Folk-lore about spiders suggests that one way to keep them from the house is to leave conkers around the place. Some swear by it, others refute it. Nobody really seems to know, although you can buy chestnut-based anti-spider spray on Amazon, so somebody thinks it works enough to shell out £6.53 for it!

Last year the Royal Society of Chemistry had a cunning idea to promote its new website for chemists called ChemSpider, described enticingly as "a free access service providing a structure centric community for chemists". Lord knows that could do with some promotion, so RSC chose to invite the public to test the hypothesis that conkers repel spiders, and win £300 for their trouble. This wheeze caught the media's attention spectacularly - entirely eclipsing poor old ChemSpider but nonetheless getting a good bit of attention for RSC and scientific methodology.
Well, now they've announced the results. RSC spokesman Jon Edwards said Year 5 and 6 pupils at independent Roselyon School, in Par, Cornwall had finally disproved the age-old theory that conkers can keep spiders out of the house.
He said: "When we consulted a spider expert at the Natural History Museum he was highly sceptical about the spider theory. We even tried it ourselves but couldn't reach a scientific conclusion. The Roselyon entry stood out from the crowd because of the balanced, scientific methods and well designed experiments. They should be proud of their fair mindedness, scientific rigour and logical thinking."
I don't know if the above-mentioned expert was Ranger's Blog reader Stuart Hine, but it probably was. Anyway, whoever it was was clearly right to be sceptical, or so the children's work suggests. Here's an entertaining video of the experiments undertaken by the school. They certainly demonstrate some imaginative and very effective teaching of science.

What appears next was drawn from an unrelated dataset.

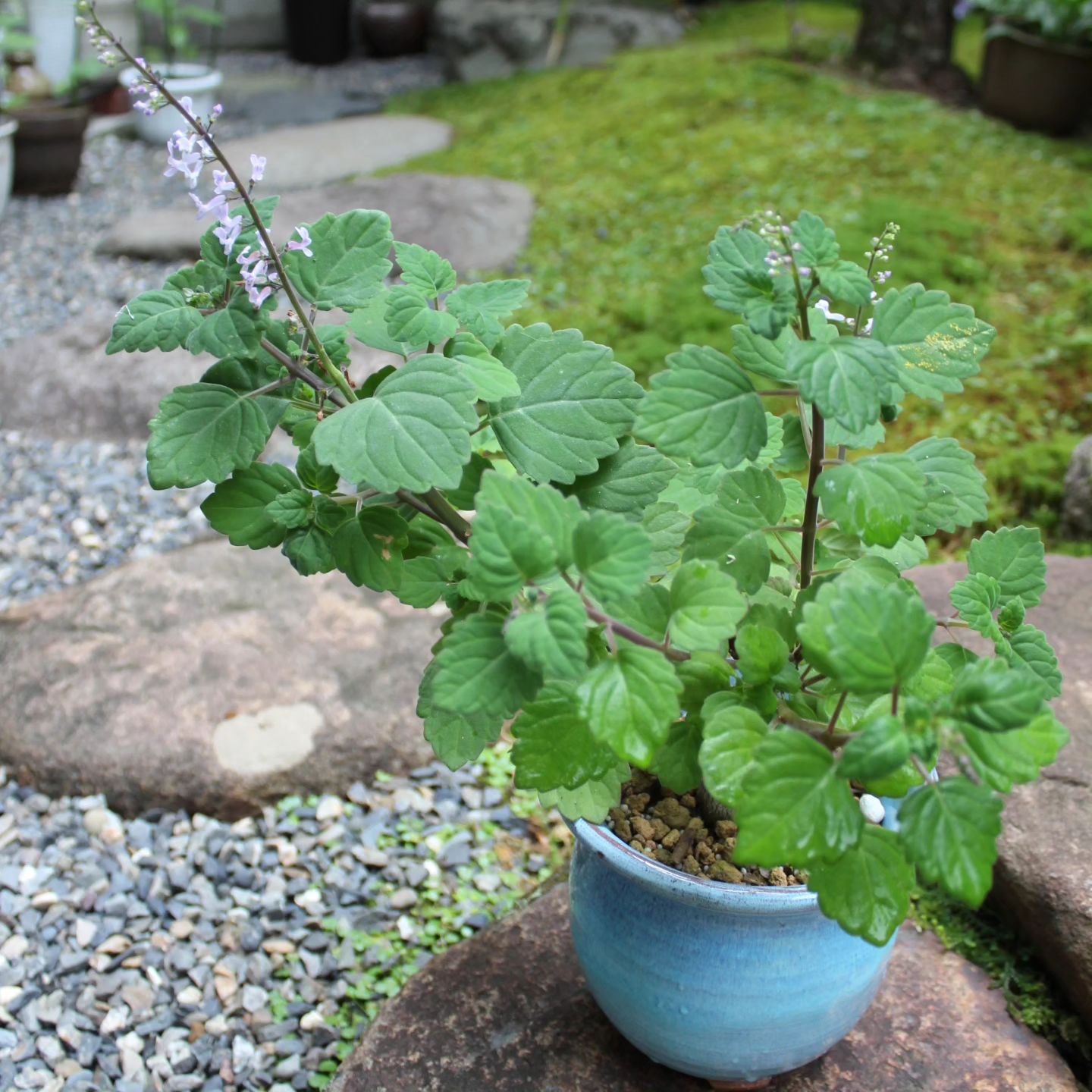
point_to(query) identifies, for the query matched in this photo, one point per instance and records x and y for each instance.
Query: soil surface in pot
(670, 829)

One can see how the experiments came to the conclusion they did, and it looks as though the experimenters enjoyed themselves! RSC staff themselves also had a go - as mentioned above - in a slightly more sedate manner:
This one was inconclusive. In fact, in my view, all the experiments were inconclusive, light-hearted though they may have been. This is because they were testing for the wrong thing, and sometimes with the wrong spiders. In the Roselyon school video the spiders seemed to be of various sorts - and although the video wasn't pin-sharp only one appeared to be the classic Tegenaria sp. which is the type of 'big hairy spider' that inhabitants of houses traditionally hope to repel. One other, and indeed all the spiders tested in the RSC video were big web-weavers (Araneus) which would never voluntarily come indoors and are pretty much useless off their webs anyway.
The real problem was the scenario used in all the experiments. In effect the spiders were being tested on their response to a possible frightening stimulus, or a dangerous situation. These were not situations that spiders coming into a house would be faced with. If the house was as bright, noisy and full of hazards as the Roselyon school classroom laboratory, I suspect most if not all spiders would be well enough repelled anyway whether or not conkers were present. The spiders we saw in that video were keen to run and hide pretty much anywhere, which perhaps was no surprise.
A more enlightening, but far less entertaining to watch, experiment, would be to assess the numbers of spiders which entered a set area voluntarily, as opposed to how many fled out of it. This would by necessity take much longer and need to be done in less conspicuous circumstances: perhaps a video camera set to detect motion over a few nights would do the trick - one night watching over stones, the next, conkers. Or maybe spider 'nest boxes' with conkers or without, hidden around the place to see if they enter or not. Various other improvements in experimental design could doubtless suggest themselves.
Anyway, I don't want to go all bah-humbug on the experiment, or the RSC. Jolly well done to all of them for a bit of fun. But for me, the jury is still out on the spider-conker question. I don't have £300 to offer, but I'm still keen to find out. Autumn seems to be the time for it, judging by the seasonal enquiries, so get your thinking-caps on. Who will take up the challenge?